Catholic Church's moral laws not all conditioned by culture

Madam, - Fr Sean Fagan (April 15th) makes some misleading comments concerning both the history and the nature of Church teaching…

Madam, - Fr Sean Fagan (April 15th) makes some misleading comments concerning both the history and the nature of Church teaching in his attempted rebuttal of those who claim that at least some dimensions of Catholic morality - such as sexual ethics - are objectively true, regardless of varying cultural topographies.

Fr Fagan's claim that until 1800 the Catholic Church found slavery totally acceptable is false. Pope Eugene IV condemned slavery as early as 1435, centuries before slavery was (officially) abolished in the West.

His portrayal of the church's early rejection of human rights philosophy is anachronistic and misleading. The church was highly suspicious of the French Revolution's "Declaration of the Rights of Man and of the Citizen" as it advocated materialistic individualism divorced from concern for the common good. Events after the revolution confirmed her suspicions.

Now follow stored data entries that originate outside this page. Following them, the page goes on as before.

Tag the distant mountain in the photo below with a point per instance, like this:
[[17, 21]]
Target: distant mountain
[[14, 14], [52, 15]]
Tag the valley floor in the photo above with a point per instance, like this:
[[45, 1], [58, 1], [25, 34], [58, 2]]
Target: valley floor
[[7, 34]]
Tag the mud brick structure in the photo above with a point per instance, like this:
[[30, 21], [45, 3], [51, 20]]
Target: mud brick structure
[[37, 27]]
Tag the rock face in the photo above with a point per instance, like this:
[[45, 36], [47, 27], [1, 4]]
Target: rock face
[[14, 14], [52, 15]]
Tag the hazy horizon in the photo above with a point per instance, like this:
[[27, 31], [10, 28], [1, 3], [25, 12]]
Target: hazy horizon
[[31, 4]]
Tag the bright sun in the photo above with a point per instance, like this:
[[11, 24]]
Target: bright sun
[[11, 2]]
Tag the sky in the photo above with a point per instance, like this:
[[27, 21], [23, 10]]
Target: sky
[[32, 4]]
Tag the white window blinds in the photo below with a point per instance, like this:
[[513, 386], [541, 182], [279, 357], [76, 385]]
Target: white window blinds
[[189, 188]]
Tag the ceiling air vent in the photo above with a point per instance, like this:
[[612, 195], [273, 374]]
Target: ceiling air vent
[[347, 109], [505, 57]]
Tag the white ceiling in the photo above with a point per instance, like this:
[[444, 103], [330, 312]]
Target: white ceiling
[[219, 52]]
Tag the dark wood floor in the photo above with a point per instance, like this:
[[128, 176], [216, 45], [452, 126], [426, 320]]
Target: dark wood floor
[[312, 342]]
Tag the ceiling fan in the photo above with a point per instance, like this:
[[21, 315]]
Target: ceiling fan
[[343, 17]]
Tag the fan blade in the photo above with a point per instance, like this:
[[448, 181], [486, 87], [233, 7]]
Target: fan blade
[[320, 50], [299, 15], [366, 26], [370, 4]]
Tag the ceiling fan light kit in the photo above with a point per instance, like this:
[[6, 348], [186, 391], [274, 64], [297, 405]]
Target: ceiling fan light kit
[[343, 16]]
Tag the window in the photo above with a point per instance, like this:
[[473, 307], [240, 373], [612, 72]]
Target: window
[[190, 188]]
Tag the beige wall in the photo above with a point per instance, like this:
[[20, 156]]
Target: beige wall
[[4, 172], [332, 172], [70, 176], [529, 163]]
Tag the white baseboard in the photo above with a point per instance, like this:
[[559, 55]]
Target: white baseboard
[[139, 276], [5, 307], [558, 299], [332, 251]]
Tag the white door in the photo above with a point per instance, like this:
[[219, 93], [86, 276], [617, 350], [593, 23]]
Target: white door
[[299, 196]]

Yet the church was to the fore in developing the human rights philosophy as we know it today. Pope Leo XIII's Rerum Novarum (1891) stressed the need for socio-economic rights while Pope Pius XI was among the few international leaders consistently to speak out against Nazism for its disregard of human rights, freedom of conscience and freedom of religion. Let us not forget that human rights, from John Locke to the UN Declaration of Human Rights, is a thoroughly Christian phenomenon.

READ MORE

Fr Fagan argues for a culture-relative approach to morality. So even if we assume that his claim concerning the church and her blind acceptance of slavery is true, could not someone retort that slavery was socially acceptable at the time and therefore there was nothing wrong with it? No one of good conscience would accept such a justification - least of all Fr Fagan, who, in his attack on the church's supposed support of slavery, implicitly recognises moral values that transcend cultural norms and thus contradicts himself.

Perhaps Fr Fagan should spend less time misrepresenting Catholicism in national newspapers and meditate on the paradoxes in which he involves himself. - Yours, etc,

THOMAS FINEGAN, Silloge, Navan, Co Meath.